The pseudonym "Philo Vaihinger" has been abandoned. All posts have been and are written by me, Joseph Auclair.

Tuesday, July 19, 2016

This is Erdogan

So you honestly think a real and successful coup would have been a bad thing for Turkey, worse than this?

Erdogan targets more than 50,000 in purge after failed Turkish coup

So how does any of this remotely resemble republican legitimacy and the rule of law?

Whatever else he's doing, he's destroying the principal organization of quasi-Islamists forming a more moderate religious alternative to himself, his party, and his allies.

Turkey vowed to root out allies of the U.S.-based cleric it blames for an abortive coup last week, widening a purge of the army, police and judiciary on Tuesday to universities and schools, the intelligence agency and religious authorities.

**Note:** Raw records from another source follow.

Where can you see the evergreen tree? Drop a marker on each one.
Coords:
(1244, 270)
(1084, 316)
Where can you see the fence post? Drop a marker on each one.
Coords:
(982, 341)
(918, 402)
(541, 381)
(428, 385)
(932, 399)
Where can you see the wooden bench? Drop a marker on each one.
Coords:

Around 50,000 soldiers, police, judges, civil servants and teachers have been suspended or detained since the coup attempt, stirring tensions across the country of 80 million which borders Syria's chaos and is a Western ally against Islamic State.

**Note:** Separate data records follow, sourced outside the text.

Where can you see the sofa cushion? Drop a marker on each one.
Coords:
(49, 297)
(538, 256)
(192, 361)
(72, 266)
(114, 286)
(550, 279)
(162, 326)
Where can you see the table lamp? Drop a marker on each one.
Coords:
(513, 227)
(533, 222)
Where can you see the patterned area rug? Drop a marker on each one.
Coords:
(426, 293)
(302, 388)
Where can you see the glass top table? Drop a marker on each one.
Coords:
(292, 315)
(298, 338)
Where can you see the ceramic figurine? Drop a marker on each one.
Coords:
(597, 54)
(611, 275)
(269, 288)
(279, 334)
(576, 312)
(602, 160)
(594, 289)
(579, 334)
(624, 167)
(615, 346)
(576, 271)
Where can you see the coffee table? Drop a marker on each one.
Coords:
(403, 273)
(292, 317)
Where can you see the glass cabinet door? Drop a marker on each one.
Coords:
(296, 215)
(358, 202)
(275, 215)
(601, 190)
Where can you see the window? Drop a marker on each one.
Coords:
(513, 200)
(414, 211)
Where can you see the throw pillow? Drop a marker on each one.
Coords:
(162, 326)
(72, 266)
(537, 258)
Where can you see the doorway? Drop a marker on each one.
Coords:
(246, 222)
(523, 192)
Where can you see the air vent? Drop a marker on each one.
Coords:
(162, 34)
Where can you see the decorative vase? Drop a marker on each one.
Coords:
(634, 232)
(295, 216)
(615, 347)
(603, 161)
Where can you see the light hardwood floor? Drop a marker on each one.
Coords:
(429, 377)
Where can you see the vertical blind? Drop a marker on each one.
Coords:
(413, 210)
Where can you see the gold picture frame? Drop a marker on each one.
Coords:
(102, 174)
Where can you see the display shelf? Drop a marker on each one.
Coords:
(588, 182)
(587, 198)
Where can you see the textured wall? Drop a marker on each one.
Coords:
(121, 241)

"This parallel terrorist organisation will no longer be an effective pawn for any country," Prime Minister Binali Yildirim said, referring to what the government has long alleged is a state within a state controlled by followers of Fethullah Gulen.

"We will dig them up by their roots," he told parliament.

A spokesman for President Tayyip Erdogan said the government was preparing a formal request to the United States for the extradition of Gulen, who Turkey says orchestrated the failed military takeover on Friday in which at least 232 people were killed.

. . . .

Seventy-five-year-old Gulen, who lives in self-imposed exile in Pennsylvania but has a network of supporters within Turkey, has condemned the attempt and denied any role in it.

A former ally-turned critic of Erdogan, he suggested the president staged it as an excuse for a crackdown after a steady accumulation of control during 14 years in power.

On Tuesday, authorities shut down media outlets deemed to be supportive of the cleric and said 15,000 people had been fired from the education ministry, 492 from the Religious Affairs Directorate, 257 from the prime minister's office and 100 intelligence officials.

The lira weakened to beyond 3 to the dollar after state broadcaster TRT said all university deans had been ordered to resign, recalling the sorts of broad purges seen in the wake of successful military coups of the past.

. . . .

Prime Minister Yildirim accused Washington, which has said it will consider Gulen's extradition only if clear evidence is provided, of double standards in its fight against terrorism.

Yildirim said the justice ministry had sent a dossier to U.S. authorities on Gulen, whose religious movement blends conservative Islamic values with a pro-Western outlook and who has a network of supporters within Turkey.

"We have more than enough evidence, more than you could ask for, on Gulen," Justice Minister Bekir Bozdag told reporters outside parliament. 

"There is no need to prove the coup attempt, all evidence shows that the coup attempt was organised on his will and orders."

White House spokesman Josh Earnest confirmed Ankara had filed materials in electronic form with the U.S. government, which officials were reviewing. 

Any extradition request from Turkey, once submitted, would be evaluated under the terms of a treaty between the two countries, he added.

Deputy Prime Minister Numan Kurtulmus told reporters that 9,322 people were under legal proceedings in relation to the attempted coup.